#### Print Environment Variables

In [1]:
import os
print(os.environ.get("SPARK_HOME"))
print(os.environ.get("KAFKA_HOME"))
print(os.environ.get("HADOOP_HOME"))
print(os.environ.get("JAVA_HOME"))

C:\spark\spark-3.4.4-bin-hadoop3-scala2.13
C:\kafka\kafka_2.13-3.9.0
C:\hadoop-3.3.6
C:\Program Files\Java\jdk-1.8


#### Spark Session with Kafka Support

In [2]:
from pyspark.sql import SparkSession

spark = (
    SparkSession.builder
    .appName("KafkaRetailConsumer")
    .master("local[*]")
    .getOrCreate()
)


print("Spark Version:", spark.version)
spark.stop()


Spark Version: 3.4.4


In [3]:
from pyspark.sql import SparkSession

spark = (
    SparkSession.builder
    .appName("KafkaRetailConsumer")
    .master("local[*]")
    # .config("spark.sql.shuffle.partitions", "2")
    # .config("spark.sql.streaming.schemaInference", "true")
    .config("spark.jars.packages",
            "org.apache.spark:spark-sql-kafka-0-10_2.13:3.4.4,"
            "org.apache.spark:spark-token-provider-kafka-0-10_2.13:3.4.4,"
            "org.apache.kafka:kafka-clients:3.5.1,"
            "org.apache.commons:commons-pool2:2.11.1,"
            "io.delta:delta-spark_2.13:2.4.0")
    .config("spark.sql.extensions", "io.delta.sql.DeltaSparkSessionExtension")
    .config("spark.sql.catalog.spark_catalog", "org.apache.spark.sql.delta.catalog.DeltaCatalog")
    .getOrCreate()
)


#### Read from Kafka Topics

In [4]:
df_raw = (
    spark.readStream
    .format("kafka")
    .option("kafka.bootstrap.servers", "localhost:9092")
    .option("subscribe", "retail_orders_us,retail_orders_in,retail_orders_others")
    .option("startingOffsets", "earliest")  # "latest" if you only want new ones
    .load()
)

#### Parse The JSON Messages

In [5]:
from pyspark.sql.functions import col, from_json
from pyspark.sql.types import StructType, StringType, IntegerType, FloatType, TimestampType

schema = StructType() \
    .add("order_id", StringType()) \
    .add("product_id", StringType()) \
    .add("quantity", StringType()) \
    .add("price", StringType()) \
    .add("country", StringType()) \
    .add("channel", StringType()) \
    .add("timestamp", StringType())

df_parsed = (
    df_raw
    .selectExpr("CAST(value AS STRING)", "topic", "partition", "offset")
    .withColumn("jsonData", from_json(col("value"), schema))
    .select(
        "topic", "partition", "offset",
        col("jsonData.*"))
    .withColumn("quantity", col("quantity").cast("int"))
    .withColumn("price", col("price").cast("float"))

)


#### Write Stream to Delta - Partitioned by Country

In [None]:
from pyspark.sql.functions import col

def debug_batch(df, epoch_id):
    if df.count() == 0:
        print(f"---- Batch {epoch_id} is empty ----")
        return

    print(f"---- Processing Batch {epoch_id} ----")
    df.show(truncate=False)

    (
        df.write
        .format("delta")
        .mode("append")
        .partitionBy("country")
        .save("delta/orders_by_country")
    )

    print(f"---- Batch {epoch_id} written to Delta ----")

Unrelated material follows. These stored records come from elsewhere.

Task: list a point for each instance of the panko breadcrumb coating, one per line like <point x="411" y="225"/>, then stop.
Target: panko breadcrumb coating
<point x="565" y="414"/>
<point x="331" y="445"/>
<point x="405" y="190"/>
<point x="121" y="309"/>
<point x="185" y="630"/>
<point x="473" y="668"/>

# Start the streaming query
query = (
    df_parsed.writeStream
    .outputMode("append")
    .foreachBatch(debug_batch)
    .option("checkpointLocation", "delta/checkpoints/orders_by_country_batch")
    .start()
)

query.awaitTermination(120)


---- Processing Batch 0 ----
+----------------+---------+------+--------+----------+--------+------+-------+-------+--------------------+
|topic           |partition|offset|order_id|product_id|quantity|price |country|channel|timestamp           |
+----------------+---------+------+--------+----------+--------+------+-------+-------+--------------------+
|retail_orders_us|0        |0     |ORD001  |P106      |2       |179.01|US     |mobile |2025-04-07T10:00:00Z|
|retail_orders_us|0        |1     |ORD004  |P108      |3       |129.7 |US     |online |2025-04-07T10:00:45Z|
|retail_orders_us|0        |2     |ORD007  |P125      |1       |130.6 |US     |mobile |2025-04-07T10:01:30Z|
|retail_orders_us|0        |3     |ORD009  |P141      |3       |54.91 |US     |store  |2025-04-07T10:02:00Z|
|retail_orders_us|0        |4     |ORD013  |P111      |5       |144.08|US     |online |2025-04-07T10:03:00Z|
|retail_orders_us|0        |5     |ORD014  |P149      |4       |131.83|US     |mobile |2025-04-07T1

In [None]:
# Code for testing the parsed dataframe
df_parsed.writeStream.format("console").start().awaitTermination(10)
query.stop()
df_parsed.printSchema()

False

#### Query the Delta Tables

In [6]:
df_all = spark.read.format("delta").load("delta/orders_by_country")
df_all.createOrReplaceTempView("orders")

spark.sql("SELECT country, COUNT(*) FROM orders GROUP BY country").show()


+-------+--------+
|country|count(1)|
+-------+--------+
|     GE|      22|
|     UK|      20|
|     US|      18|
|     IN|      16|
|     FR|      13|
|     CA|      11|
+-------+--------+



In [7]:
spark.sql("SELECT * FROM orders").show()

+--------------------+---------+------+--------+----------+--------+------+-------+-------+--------------------+
|               topic|partition|offset|order_id|product_id|quantity| price|country|channel|           timestamp|
+--------------------+---------+------+--------+----------+--------+------+-------+-------+--------------------+
|retail_orders_others|        1|     1|  ORD006|      P130|       3| 62.13|     GE| online|2025-04-07T10:01:15Z|
|retail_orders_others|        1|     3|  ORD010|      P109|       2| 61.81|     GE| online|2025-04-07T10:02:15Z|
|retail_orders_others|        1|     6|  ORD017|      P120|       5|198.89|     GE| online|2025-04-07T10:04:00Z|
|retail_orders_others|        1|     7|  ORD018|      P137|       2|141.92|     GE| mobile|2025-04-07T10:04:15Z|
|retail_orders_others|        1|     8|  ORD019|      P120|       1| 68.73|     GE|  store|2025-04-07T10:04:30Z|
|retail_orders_others|        1|     9|  ORD023|      P108|       2|135.57|     GE| online|2025-

#### Dynamic Table Creation for "Channel" context

In [9]:
from pyspark.sql.functions import col

def write_per_channel(batch_df, batch_id):
    print(f"\n Processing Batch: {batch_id}")
    
    channels = [row['channel'] for row in batch_df.select("channel").distinct().collect()]
    
    for channel in channels:
        channel_df = batch_df.filter(col("channel") == channel)
        output_path = f"delta/dynamic_orders/{channel}"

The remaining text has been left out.